Le Haut commissaire aux droits de l’homme de l’ONU a réclamé une nouvelle fois ce mardi l’ouverture d’une enquête internationale sur les exactions dans les Kasaï. Mais Kinshasa refuse toujours l’envoi d’experts onusiens.
L’inquiétante dégradation de la situation sécuritaire dans le centre de la RDC était au menu du Conseil des droits de l’homme des Nations Unies ce mardi à Genève. Depuis l’été 2016, la mort du chef traditionnel Kamuina Nsapu, opposé au pouvoir central, a enflammé les provinces du Kasaï dans un cycle d’exactions-répressions que Kinshasa n’arrive pas à juguler. Et comme une mauvaise nouvelle n’arrive jamais seule, c’est également ce mardi que l’Eglise catholique a choisi pour publier ses propres chiffres sur les massacres dans les Kasaï. Et il faut trois dans le dos. Depuis octobre 2016, la Nonciature apostolique évoque dans « une note technique » le chiffre de 3.383 décès, alors que les autorités congolaises et l’ONU avançaient prudemment le chiffre de 500 morts. L’Eglise a également relevé 30 fosses communes, 20 villages détruits dont 10 par l’armée régulière. Enfin, les violences qui opposent régulièrement miliciens, soldats et policiers au Kasaï ont provoqué le déplacement de 1,3 million de réfugiés et deux experts missionnés par le secrétaire général de l’ONU pour enquêter sur ces violences, ont été assassinés en mars.

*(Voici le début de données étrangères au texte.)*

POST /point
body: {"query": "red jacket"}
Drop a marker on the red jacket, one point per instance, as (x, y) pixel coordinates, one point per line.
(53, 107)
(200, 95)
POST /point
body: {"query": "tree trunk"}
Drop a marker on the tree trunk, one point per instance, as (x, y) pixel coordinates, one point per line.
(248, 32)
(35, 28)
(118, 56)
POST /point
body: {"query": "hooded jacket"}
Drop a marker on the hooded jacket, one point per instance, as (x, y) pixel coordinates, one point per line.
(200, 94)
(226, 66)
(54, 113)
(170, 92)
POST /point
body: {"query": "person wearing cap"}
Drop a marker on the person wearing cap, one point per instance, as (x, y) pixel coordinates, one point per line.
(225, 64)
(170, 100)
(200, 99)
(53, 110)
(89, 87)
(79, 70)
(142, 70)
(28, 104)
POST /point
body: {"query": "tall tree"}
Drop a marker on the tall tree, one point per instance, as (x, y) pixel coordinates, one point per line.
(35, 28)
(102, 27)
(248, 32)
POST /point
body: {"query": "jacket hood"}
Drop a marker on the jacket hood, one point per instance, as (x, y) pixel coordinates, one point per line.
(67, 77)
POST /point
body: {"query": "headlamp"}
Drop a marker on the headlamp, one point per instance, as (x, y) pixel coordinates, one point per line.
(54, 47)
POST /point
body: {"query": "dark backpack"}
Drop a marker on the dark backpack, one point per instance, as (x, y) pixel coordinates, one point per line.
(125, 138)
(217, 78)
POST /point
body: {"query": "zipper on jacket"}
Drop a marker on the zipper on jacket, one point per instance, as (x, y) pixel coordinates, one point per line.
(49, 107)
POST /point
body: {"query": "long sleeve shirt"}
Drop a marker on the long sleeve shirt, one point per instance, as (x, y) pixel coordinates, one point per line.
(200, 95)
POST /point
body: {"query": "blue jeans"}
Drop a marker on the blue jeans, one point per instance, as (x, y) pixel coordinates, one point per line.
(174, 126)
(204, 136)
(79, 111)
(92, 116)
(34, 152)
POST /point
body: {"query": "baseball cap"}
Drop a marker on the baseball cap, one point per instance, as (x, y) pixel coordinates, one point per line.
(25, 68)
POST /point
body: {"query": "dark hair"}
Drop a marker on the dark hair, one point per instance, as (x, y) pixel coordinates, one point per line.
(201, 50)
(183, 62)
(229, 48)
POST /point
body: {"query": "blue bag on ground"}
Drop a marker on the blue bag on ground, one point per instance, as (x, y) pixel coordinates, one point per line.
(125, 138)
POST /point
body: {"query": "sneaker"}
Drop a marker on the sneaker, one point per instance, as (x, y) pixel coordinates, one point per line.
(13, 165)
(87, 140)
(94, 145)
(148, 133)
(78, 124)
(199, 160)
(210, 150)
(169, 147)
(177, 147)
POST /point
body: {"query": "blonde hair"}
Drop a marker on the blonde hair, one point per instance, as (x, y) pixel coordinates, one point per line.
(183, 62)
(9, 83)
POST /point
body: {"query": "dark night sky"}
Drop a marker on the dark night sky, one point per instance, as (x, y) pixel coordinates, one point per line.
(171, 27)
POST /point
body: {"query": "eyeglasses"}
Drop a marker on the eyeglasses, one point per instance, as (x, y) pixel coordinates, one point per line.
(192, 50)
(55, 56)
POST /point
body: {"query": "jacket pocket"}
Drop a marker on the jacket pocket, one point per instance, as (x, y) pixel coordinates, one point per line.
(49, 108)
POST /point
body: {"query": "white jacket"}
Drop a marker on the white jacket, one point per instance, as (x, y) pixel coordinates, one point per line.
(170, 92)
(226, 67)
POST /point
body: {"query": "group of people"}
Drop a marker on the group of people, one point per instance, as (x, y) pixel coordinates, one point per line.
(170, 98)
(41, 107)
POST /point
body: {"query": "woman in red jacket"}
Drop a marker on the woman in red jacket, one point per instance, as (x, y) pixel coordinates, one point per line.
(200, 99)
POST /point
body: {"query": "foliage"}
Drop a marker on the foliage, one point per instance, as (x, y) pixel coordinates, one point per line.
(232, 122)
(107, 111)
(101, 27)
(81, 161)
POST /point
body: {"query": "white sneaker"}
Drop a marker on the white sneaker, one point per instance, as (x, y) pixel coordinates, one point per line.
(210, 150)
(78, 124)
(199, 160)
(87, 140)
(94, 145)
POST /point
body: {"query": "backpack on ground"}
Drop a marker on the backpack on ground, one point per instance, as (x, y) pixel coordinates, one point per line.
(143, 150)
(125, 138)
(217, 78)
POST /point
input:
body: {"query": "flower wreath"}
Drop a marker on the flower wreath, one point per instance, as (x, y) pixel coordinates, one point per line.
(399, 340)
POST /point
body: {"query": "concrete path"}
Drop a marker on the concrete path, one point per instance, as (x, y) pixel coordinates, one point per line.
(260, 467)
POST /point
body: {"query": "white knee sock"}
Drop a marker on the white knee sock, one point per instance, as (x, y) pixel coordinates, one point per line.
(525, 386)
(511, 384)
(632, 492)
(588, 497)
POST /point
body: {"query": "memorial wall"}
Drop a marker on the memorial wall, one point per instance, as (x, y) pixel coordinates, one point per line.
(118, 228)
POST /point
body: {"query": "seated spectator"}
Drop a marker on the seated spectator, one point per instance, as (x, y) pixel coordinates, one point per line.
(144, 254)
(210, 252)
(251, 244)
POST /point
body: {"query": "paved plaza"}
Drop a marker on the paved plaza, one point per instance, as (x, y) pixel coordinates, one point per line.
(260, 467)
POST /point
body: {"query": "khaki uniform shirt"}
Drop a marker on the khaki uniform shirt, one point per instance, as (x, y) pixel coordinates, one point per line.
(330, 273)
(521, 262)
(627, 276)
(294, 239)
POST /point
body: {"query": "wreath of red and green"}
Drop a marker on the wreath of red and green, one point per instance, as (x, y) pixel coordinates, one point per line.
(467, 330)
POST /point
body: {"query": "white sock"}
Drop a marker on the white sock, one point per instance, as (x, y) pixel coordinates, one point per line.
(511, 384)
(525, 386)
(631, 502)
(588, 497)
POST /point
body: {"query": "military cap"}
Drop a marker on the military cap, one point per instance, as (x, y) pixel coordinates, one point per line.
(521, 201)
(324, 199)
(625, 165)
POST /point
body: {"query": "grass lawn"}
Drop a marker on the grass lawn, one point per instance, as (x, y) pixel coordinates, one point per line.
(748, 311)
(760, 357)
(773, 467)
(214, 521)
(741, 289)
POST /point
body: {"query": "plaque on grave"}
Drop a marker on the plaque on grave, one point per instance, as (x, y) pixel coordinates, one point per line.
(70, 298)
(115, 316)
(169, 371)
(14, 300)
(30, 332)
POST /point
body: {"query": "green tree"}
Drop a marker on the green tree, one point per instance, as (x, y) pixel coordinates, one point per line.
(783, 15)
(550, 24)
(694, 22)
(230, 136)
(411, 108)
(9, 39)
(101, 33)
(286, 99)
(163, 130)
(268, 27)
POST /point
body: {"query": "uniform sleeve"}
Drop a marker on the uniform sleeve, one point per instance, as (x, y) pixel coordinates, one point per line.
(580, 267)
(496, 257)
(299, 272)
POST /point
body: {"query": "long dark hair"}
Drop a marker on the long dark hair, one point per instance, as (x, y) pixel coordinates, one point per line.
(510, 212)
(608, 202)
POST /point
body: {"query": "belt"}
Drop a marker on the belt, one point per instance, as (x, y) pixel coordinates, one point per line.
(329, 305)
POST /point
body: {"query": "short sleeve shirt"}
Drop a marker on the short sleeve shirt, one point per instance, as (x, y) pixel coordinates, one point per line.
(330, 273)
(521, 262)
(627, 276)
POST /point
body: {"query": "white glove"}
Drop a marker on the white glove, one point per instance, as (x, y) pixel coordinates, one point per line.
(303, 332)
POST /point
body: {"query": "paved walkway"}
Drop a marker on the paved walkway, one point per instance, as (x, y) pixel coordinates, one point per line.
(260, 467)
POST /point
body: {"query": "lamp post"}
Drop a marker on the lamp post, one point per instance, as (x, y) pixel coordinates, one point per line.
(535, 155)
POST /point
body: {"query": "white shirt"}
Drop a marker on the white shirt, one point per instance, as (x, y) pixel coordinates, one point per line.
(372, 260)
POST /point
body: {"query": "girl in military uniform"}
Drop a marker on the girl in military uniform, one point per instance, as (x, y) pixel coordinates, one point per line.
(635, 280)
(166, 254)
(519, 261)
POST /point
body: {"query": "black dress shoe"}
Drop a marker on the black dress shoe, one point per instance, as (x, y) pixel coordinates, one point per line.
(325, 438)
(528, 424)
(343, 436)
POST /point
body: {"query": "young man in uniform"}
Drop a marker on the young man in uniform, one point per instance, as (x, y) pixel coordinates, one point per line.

Une milice armée par le gouvernement
Comme si la situation n’était pas assez dramatique, le Haut commissaire de l’ONU aux droits de l’Homme, Zeid Ra’ad Al Hussein, a accusé ce mardi à Genève le gouvernement congolais d’armer une milice qui attaque des civils dans les Kasaï. Une accusation grave qui vient étayer les accusations de l’opposition politique congolaise qui soupçonne les autorités d’entretenir volontairement le chaos dans le centre de la RDC, afin de reporter une nouvelle fois l’élection présidentielle. Zeid Ra’ad Al Hussein s’est dit « consterné par la création et l’armement d’une milice (Bana Mura) qui soutiendrait les autorités dans la lutte contre les miliciens de Kamwina Nsapu ». Le Haut commissaire de l’ONU a expliqué que « les Bana Mura ont, au cours des deux derniers mois, tué, mutilé ou brûlé à mort des centaines de villageois et ont détruit des villages entiers » du territoire de Kamonya.
« Un Etat néant »
Face à ce tableau noir, Zeid Ra’ad Al Hussein a demandé une nouvelle fois au Conseil de déployer une enquête internationale indépendante sur la situation des droits de l’homme dans les Kasaï, en coopération avec les autorités congolaises. Mais Kinshasa traîne les pieds pour ne pas dire plus. « La RDC n’est pas disposée à accepter l’idée du déploiement sur son territoire d’une commission d’enquête internationale qui travaillerait en vase clos et parallèlement aux instances judiciaires nationales comme si la RDC était devenue un Etat néant » a estimé le porte-parole du gouvernement Lambert Mende, excluant l’envoi d’une Commission dans les Kasaï. Il faut dire que si les autorités congolaises sont plutôt frileuses à toute enquête extérieure, c’est que l’armée régulière et la police nationale sont dans le viseur de l’ONU, qui, certes condamne les exactions des miliciens Kamuina Naspu, mais pointe surtout la responsabilité de l’Etat et l’usage « disproportionné » et « inapproprié » de la force. Des accusations que réfute Kinshasa qui a décidé de présenter son propre « livre blanc » à Genève, qui présente sa version des violences au Kasaï. Une version où l’Etat apparaît irréprochable.
Deux lignes s’opposent à Genève
A Genève, l’Union européenne (UE) et les ONG internationales soutiennent l’ouverture d’une enquête internationale pour établir les faits et déterminer les responsabilités. Si les occidentaux plaident pour une commission d’enquête, Kinshasa peut compter sur les délégués africains à Genève pour freiner des quatre fers et soutenir l’idée d’une enquête exclusivement congolaise. Le bras de fer est donc engagé entre Kinshasa et l’UE, qui a déjà sanctionné plusieurs hauts responsables pour leur implication les violences. Comme souvent, les autorités congolaises souffle le chaud et froid : affirmant d’un côté vouloir continuer à collaborer avec l’ONU au Kasaï, comme l’a déclaré la ministre Marie-Ange Mushobekwa ou refusant catégoriquement l’envoi d’experts onusien comme le martelle Lambert Mende. Pour connaître le vainqueur de ce bras de fer, il faudra attendre jeudi ou vendredi, où le Conseil des droits de l’homme des Nations Unies doit se prononcer sur le projet de résolution.